Table: restaurant_orders

+------------------+----------+
| Column Name      | Type     |
+------------------+----------+
| order_id         | int      |
| customer_id      | int      |
| order_timestamp  | datetime |
| order_amount     | decimal  |
| payment_method   | varchar  |
| order_rating     | int      |
+------------------+----------+
order_id is the unique identifier for this table.
payment_method can be cash, card, or app.
order_rating is between 1 and 5, where 5 is the best (NULL if not rated).
order_timestamp contains both date and time information.
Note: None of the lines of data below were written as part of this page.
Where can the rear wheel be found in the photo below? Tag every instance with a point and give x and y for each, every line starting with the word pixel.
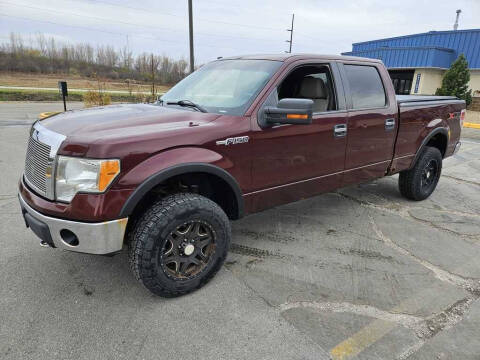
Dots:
pixel 179 244
pixel 419 182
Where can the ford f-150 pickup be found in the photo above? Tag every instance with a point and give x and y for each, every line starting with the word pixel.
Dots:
pixel 235 137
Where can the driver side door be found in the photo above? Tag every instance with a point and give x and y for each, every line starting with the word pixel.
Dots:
pixel 291 162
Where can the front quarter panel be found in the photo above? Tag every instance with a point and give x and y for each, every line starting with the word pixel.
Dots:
pixel 173 157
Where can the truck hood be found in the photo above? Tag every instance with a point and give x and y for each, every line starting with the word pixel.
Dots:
pixel 124 120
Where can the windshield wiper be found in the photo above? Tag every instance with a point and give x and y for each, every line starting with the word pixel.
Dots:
pixel 187 103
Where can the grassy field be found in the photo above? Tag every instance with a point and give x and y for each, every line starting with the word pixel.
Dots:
pixel 53 95
pixel 74 82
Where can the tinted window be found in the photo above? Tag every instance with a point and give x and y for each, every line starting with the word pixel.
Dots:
pixel 365 86
pixel 310 82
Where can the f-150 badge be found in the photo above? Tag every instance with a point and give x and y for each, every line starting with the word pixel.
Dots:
pixel 233 141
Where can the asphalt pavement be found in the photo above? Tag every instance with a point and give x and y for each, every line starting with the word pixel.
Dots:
pixel 360 273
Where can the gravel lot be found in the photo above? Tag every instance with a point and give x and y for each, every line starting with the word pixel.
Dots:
pixel 359 273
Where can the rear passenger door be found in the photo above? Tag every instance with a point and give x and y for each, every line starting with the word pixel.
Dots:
pixel 372 121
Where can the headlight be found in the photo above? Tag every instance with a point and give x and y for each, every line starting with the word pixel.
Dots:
pixel 83 175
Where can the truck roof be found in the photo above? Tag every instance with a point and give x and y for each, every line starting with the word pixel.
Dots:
pixel 293 57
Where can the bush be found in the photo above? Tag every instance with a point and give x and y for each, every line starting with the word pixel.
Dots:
pixel 96 98
pixel 455 81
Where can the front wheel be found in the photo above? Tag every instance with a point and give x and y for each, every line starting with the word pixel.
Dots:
pixel 179 244
pixel 419 182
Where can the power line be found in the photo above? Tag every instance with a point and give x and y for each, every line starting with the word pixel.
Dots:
pixel 172 42
pixel 129 23
pixel 182 16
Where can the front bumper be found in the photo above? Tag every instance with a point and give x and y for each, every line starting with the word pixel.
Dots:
pixel 92 238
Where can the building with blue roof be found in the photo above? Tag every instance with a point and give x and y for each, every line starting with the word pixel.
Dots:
pixel 417 62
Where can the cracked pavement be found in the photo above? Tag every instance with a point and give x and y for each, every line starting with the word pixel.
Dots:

Write a solution to find golden hour customers - customers who consistently order during peak hours and provide high satisfaction. A customer is a golden hour customer if they meet ALL the following criteria:

  • Made at least 3 orders.
  • At least 60% of their orders are during peak hours (11:00-14:00 or 18:00-21:00).
  • Their average rating for rated orders is at least 4.0, round it to 2 decimal places.
  • Have rated at least 50% of their orders.

Return the result table ordered by average_rating in descending order, then by customer_id​​​​​​​ in descending order.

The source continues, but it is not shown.